The 50th anniversary of the United States' first crewed spaceflight and a robotic spacecraft currently charting planet Mercury were commemorated May 4, 2011 on two first-class stamps.
The dedication ceremony took place next to a seven-story replica of the rocket Alan Shepard rode atop to become America's first man in space. A second stamp celebrates MESSENGER, which is currently orbiting and mapping Mercury.
U.S. Postal Service Vice President for Finance and Planning Stephen Masse, left, and Mercury astronaut Scott Carpenter, right, unveil the artwork for new postage stamps honoring first American in space Alan Shepard and NASA's MESSENGER mission.
Kennedy Space Center director Robert Cabana speaks at the U.S. Postal Service "Mercury Project, MESSENGER Mission" stamps first-day-of-issue ceremony held in the Rocket Garden at the Kennedy Space Center Visitor Complex in Florida.
Mercury-Atlas 7 astronaut Scott Carpenter, left, and NASA Administrator Charles Bolden, also a former astronaut.
Astronaut Alan Shepard's daughters Alice Wackermann, left, Laura Churchley, middle, and Julie Jenkens, right at podium.

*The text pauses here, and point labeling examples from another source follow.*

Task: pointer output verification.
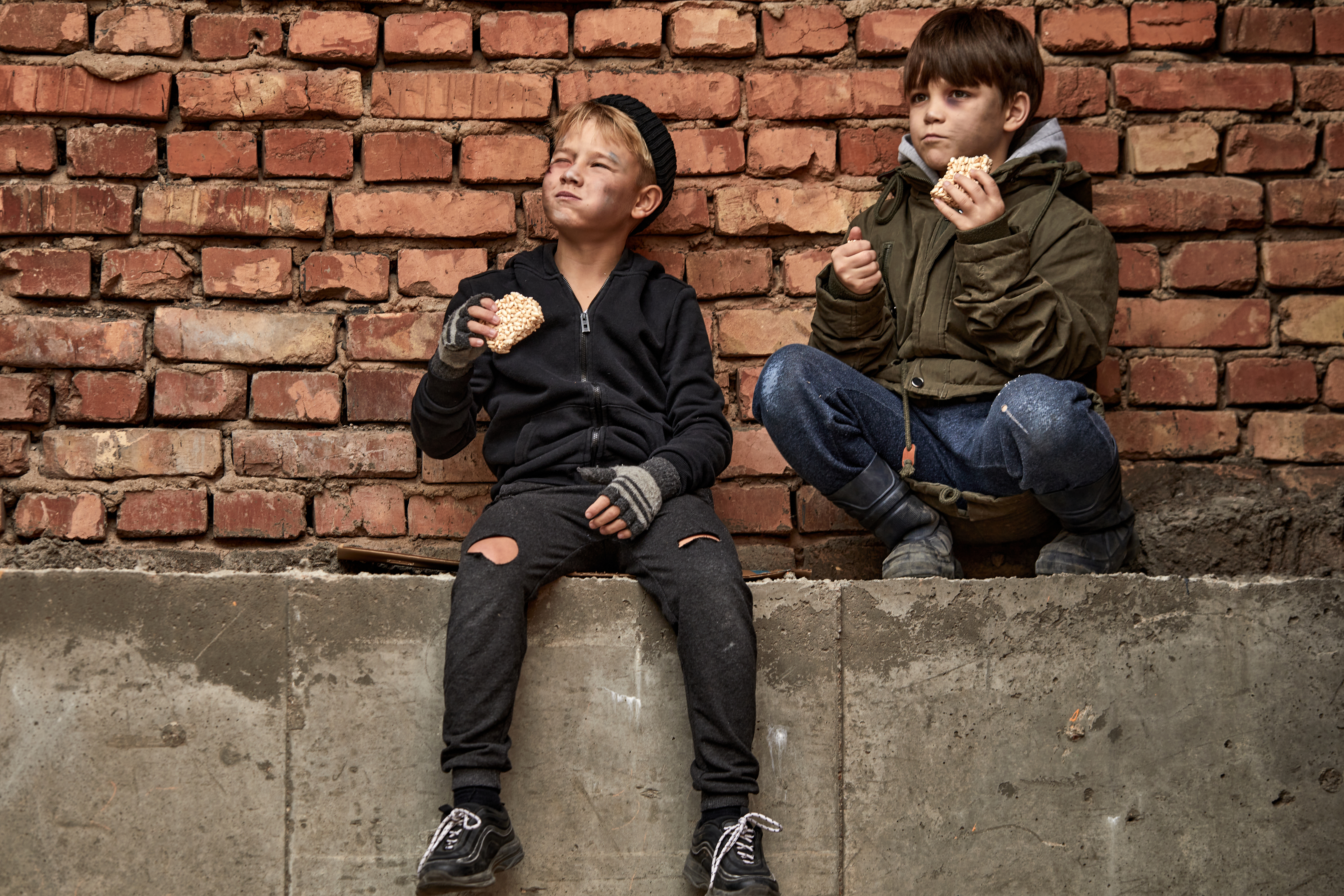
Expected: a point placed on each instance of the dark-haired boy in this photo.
(607, 433)
(987, 314)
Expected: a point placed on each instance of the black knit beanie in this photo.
(659, 142)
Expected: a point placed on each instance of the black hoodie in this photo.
(627, 381)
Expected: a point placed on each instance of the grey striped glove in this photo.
(639, 491)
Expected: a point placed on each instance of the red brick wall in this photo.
(226, 238)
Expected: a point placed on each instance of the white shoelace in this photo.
(455, 825)
(742, 837)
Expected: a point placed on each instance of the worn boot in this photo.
(917, 535)
(1099, 529)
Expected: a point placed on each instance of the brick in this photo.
(754, 455)
(259, 95)
(1073, 92)
(25, 398)
(46, 273)
(1318, 204)
(216, 37)
(123, 455)
(767, 210)
(233, 211)
(1271, 381)
(709, 151)
(807, 31)
(819, 515)
(1186, 146)
(346, 276)
(66, 209)
(753, 508)
(404, 336)
(296, 397)
(781, 151)
(1179, 205)
(1179, 86)
(1269, 148)
(531, 35)
(1306, 438)
(1191, 323)
(101, 397)
(61, 516)
(140, 30)
(623, 31)
(701, 31)
(52, 91)
(308, 152)
(217, 396)
(1267, 30)
(244, 338)
(462, 95)
(763, 331)
(1191, 382)
(1097, 150)
(1312, 264)
(247, 273)
(415, 155)
(14, 453)
(802, 269)
(869, 151)
(729, 272)
(425, 214)
(1174, 26)
(491, 159)
(316, 455)
(28, 150)
(1139, 267)
(890, 33)
(428, 35)
(467, 465)
(30, 340)
(1085, 30)
(437, 272)
(144, 273)
(163, 514)
(251, 514)
(335, 37)
(44, 28)
(1318, 320)
(213, 154)
(1220, 265)
(381, 396)
(678, 95)
(444, 518)
(374, 511)
(1320, 88)
(1174, 435)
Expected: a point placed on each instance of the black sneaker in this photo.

NASA Deputy Director of Planetary Science Jim Adams (at podium) speaks as Kennedy Space Center Director of Education and External Relations Cheryl Hurst, Kennedy Space Center Director Robert Cabana and USPS Vice President Stephen Masse looks on.
"I want to thank the U.S. Postal Service for their initiative in bringing the awareness of spaceflight and science to wider audiences through these two works of art, and that's really what they are." — NASA Administrator Charles Bolden.
Space Coast Cover Service proprietor Ken Havekotte applies a first day of issue cancellation to an envelope with the new "Mercury Project" U.S. stamp honoring first American astronaut in space Alan Shepard.